The fact that Bayonetta 2 garnered even more critical acclaim and love from the fans than the original already feels like PlatinumGames pulled off some sort of supernatural feat. With Bayonetta 3 set to release later this year, the only question worth asking is not “if” but “how” this stellar team will top its predecessor and enchant the masses a third time.
Bayonetta 2 added to the lore of the series, not by introducing a slew of new concepts and characters, but rather by expanding on what fans already knew about the characters and their world. The first two Bayonetta games work well together as two parts of a neatly constructed whole, but that also means that, by the end of the second game, the story circles back in on itself, and the narrative to feel constrictive.
For example, one central mystery of Bayonetta 2 is the identity of the masked Lumen Sage. Given that Balder, the last Lumen Sage players saw, was supposed to be the last of his kind and was known for the white peacock motif of his design, the fact that the masked sage also features this motif makes it obvious that the masked sage is really just Balder again. Though Balder’s return does further flesh him out in a satisfying way that sets up the events of the first game, the way the reveal was handled makes the mystery come off as a red herring.
This game’s plot trades both the element of surprise and expanded lore in favor of adding weight and nuance to past story beats. Where Bayonetta gave players glimpses of the Witch Hunts and Bayonetta’s mother Rosa, Bayonetta 2 went all-in and sent players back to those events to fight alongside her. In fact, Bayonetta 2 only added two new characters: Loki and Loptr. Even then, they are technically two sides of just one character, Aesir.
Even the first game’s MacGuffins, the Eyes of the World, return in Bayonetta 2 to play a similar role. The only added bit of lore about them is who created them and the consequences of destroying one of the Eyes. This results in is a series with a robust backstory that it now needs to break free from to introduce new characters and concepts.
Demons were a welcome, if inevitable, addition to Bayonetta 2‘s roster of enemies. The first Bayonetta set itself apart from other dark fantasy action games like Devil May Cry by having players face off against hordes of angels. In Bayonetta 2, players do venture into the depths of hell and face off against demons, though, which serves to fully explore the pre-established light and dark duality of the games’ cosmology.

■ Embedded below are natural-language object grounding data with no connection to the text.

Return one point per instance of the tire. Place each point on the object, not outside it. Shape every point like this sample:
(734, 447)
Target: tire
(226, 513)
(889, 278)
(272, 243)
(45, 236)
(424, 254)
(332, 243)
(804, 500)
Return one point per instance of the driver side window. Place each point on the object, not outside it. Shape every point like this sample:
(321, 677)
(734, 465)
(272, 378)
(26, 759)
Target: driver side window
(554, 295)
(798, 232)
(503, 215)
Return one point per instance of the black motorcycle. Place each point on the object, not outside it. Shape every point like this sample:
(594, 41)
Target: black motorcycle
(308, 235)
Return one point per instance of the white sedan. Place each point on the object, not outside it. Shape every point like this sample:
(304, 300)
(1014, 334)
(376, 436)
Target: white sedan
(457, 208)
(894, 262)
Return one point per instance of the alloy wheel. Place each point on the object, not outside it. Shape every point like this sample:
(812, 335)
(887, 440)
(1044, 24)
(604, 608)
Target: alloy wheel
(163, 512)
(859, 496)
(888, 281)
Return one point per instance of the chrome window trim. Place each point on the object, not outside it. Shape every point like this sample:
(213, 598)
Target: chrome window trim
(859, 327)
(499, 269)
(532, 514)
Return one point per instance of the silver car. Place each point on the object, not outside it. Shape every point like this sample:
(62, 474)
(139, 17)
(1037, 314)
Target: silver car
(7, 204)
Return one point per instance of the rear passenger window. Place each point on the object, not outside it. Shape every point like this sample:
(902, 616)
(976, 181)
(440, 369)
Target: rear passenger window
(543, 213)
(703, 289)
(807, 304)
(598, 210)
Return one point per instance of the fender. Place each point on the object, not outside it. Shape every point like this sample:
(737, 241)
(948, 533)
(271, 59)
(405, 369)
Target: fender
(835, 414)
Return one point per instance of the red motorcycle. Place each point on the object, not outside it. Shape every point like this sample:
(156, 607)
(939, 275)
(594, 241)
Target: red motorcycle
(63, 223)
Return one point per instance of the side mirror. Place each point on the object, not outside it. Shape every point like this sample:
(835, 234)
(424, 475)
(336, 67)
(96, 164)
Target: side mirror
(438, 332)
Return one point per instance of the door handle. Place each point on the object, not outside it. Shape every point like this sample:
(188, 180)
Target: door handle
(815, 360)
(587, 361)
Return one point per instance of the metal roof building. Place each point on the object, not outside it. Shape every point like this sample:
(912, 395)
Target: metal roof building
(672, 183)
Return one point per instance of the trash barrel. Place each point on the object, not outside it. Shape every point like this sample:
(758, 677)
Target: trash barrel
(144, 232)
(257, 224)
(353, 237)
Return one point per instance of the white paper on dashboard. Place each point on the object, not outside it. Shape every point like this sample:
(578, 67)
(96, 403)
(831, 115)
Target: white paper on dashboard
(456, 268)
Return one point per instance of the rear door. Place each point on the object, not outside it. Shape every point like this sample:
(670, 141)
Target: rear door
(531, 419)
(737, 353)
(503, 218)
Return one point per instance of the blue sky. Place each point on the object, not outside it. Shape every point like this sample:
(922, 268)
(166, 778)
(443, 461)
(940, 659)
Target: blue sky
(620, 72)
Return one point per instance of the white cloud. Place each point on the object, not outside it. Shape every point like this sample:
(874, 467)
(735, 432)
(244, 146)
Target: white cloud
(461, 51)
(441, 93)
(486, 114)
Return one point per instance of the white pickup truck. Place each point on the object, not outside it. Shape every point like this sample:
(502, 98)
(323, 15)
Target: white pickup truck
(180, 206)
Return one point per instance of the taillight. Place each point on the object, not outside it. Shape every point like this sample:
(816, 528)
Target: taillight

Although it makes narrative sense for the enemies to be limited to these two types of entities, adding more fantastical, otherworldly beasts to slay would be a great way to expand the series’ mythos. The enemies mostly keep combat fresh, but there are also several angels that are just palette swaps of previously encountered foes. The fact that so many angels from the first game were reused during the last chapters of Bayonetta 2 felt less like cool callbacks and more like a clever way to reuse old assets.
Fortunately, if the footage shown in Bayonetta 3‘s gameplay trailer is any indication, fans can look forward to all-new entities. The enemies shown so far do not resemble angels or demons, and notably, unlike past enemy types, they are visible to the human eye. In previous entries, both the demons of Inferno and the angels of Paradiso could only interact with the human world indirectly through the dimension of Purgatorio, meaning they were invisible to non-magical humans.
In terms of gameplay variety, the Bayonetta series has always kept players on their toes. One second, players could be plowing through enemy hordes on the ground, and the next, they’re facing off against serpentine angels in the sky. There are also four characters to unlock, the occasionally playable Infernal Demon kaiju and the Umbran Climax supercharged attacks to keep things interesting — but Bayonetta 3 can still do more.
The gameplay trailer already shows the developers are expanding on the concept of giving players control over Bayonetta’s Infernal Demons. The flying portions of Bayonetta 2 were a fun diversion, but the controls weren’t the tightest, and their overuse made them feel like a crutch for set pieces. Bayonetta is such a versatile protagonist, and there’s plenty left to do with her in terms of gameplay and story. If PlatinumGames ever sees the need to expand its games’ narratives with other playable characters, Devil May Cry has shown that this can definitely be done successfully. Bayonetta 3 would do well to swap some flying portions out in favor of giving players control of beloved characters like Jeanne or Rodin as part the main campaign.
Bayonetta has consistently dazzled gamers since she stepped onto the scene in 2009. Now, as the series is set to round out its trilogy, expectations have never been higher. Action games of this sort are almost defined by their ability to one-up themselves with each successive entry in their series. Though only two games in, the Bayonetta series have managed to pull this off so far. Whether it’s expanded lore that takes players to unexpected places or new enemies and old friends that keep fans invested in the story, one thing’s for sure: When Bayonetta 3 finally comes out, the eyes of the world are all going to be on everyone’s favorite gun-toting witch.